Got that faaaade into my British Champion jersey 🔥 @AstanaQazTeam pic.twitter.com/B7WOc5QlpE
— Mark Cavendish (@MarkCavendish) January 17, 2023
Vinokourov has also been through a lot in his career. He crashed heavily in the 2007 Tour de France when he was regarded as a strong yellow jersey contender, and a few days later tested positive for blood doping and was banned from racing for a year. On the other hand, he won the GC of the 2006 Vuelta a España and the 2012 Olympic Games road race.
After lengthy negotiations, Astana Qazaqstan finally announced in mid-January, less than a month before the start of the Tour of Oman, that it had signed Cavendish for 2023. Cavendish was, of course, delighted, telling journalists, “The joy of riding my bike and the hunger to continue winning are as bright as ever… As always, the objective will be for us to stand on the top podium.” However, this is not yet a marriage made in heaven, for Astana Qazakstan has never been known as a sprinting team, which Vinokourov was quick to admit. When announcing the signing, Vinokourov said that “the arrival of a top sprinter is kind of a challenge for us.”

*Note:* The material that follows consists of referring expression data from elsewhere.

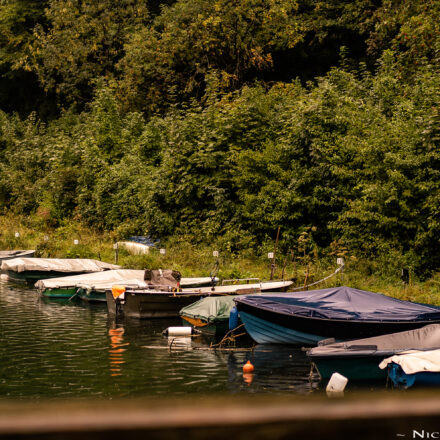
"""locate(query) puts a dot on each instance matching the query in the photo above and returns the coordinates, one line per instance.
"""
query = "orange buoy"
(248, 378)
(248, 367)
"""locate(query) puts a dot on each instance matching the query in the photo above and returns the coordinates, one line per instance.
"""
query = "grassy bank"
(195, 260)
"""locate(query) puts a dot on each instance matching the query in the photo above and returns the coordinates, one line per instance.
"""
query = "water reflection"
(61, 349)
(116, 352)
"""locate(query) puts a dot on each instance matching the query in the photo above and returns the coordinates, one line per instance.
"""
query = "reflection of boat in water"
(304, 318)
(116, 350)
(276, 368)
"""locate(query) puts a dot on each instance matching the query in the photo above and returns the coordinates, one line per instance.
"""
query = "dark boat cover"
(342, 303)
(425, 338)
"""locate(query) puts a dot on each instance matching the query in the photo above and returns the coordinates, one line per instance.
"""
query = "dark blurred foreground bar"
(387, 416)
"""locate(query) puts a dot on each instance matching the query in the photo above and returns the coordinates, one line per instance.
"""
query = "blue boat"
(305, 318)
(359, 360)
(414, 368)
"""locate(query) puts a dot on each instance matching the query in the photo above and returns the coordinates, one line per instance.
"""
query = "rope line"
(339, 269)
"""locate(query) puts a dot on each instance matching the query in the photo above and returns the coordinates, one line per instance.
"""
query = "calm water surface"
(53, 349)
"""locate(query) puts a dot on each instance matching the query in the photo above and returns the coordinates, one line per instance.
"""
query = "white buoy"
(178, 331)
(337, 383)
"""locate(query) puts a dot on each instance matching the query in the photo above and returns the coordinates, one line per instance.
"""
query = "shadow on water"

But Cavendish remains optimistic, saying, “If I didn’t believe in what they had here, I wouldn’t be at the team. It’s a very, very good team.” Both Vinokourov and Cavendish are on a mission, while Vinokourov wants to add a few green jerseys to the team’s trophy collection, especially the Tour’s Škoda Green Jersey. That would suit Cavendish who last won it in 2021 for it will give him the chance to win his 35th Tour de France stage and finally break the great Eddy Merckx’s record.
The Tour of Oman is the first stepping stone on that journey. “It’s a good place to prepare my race fitness and get to know the guys,” Cavendish said. “To get to know each other properly it’s actually a very good place to do that here.”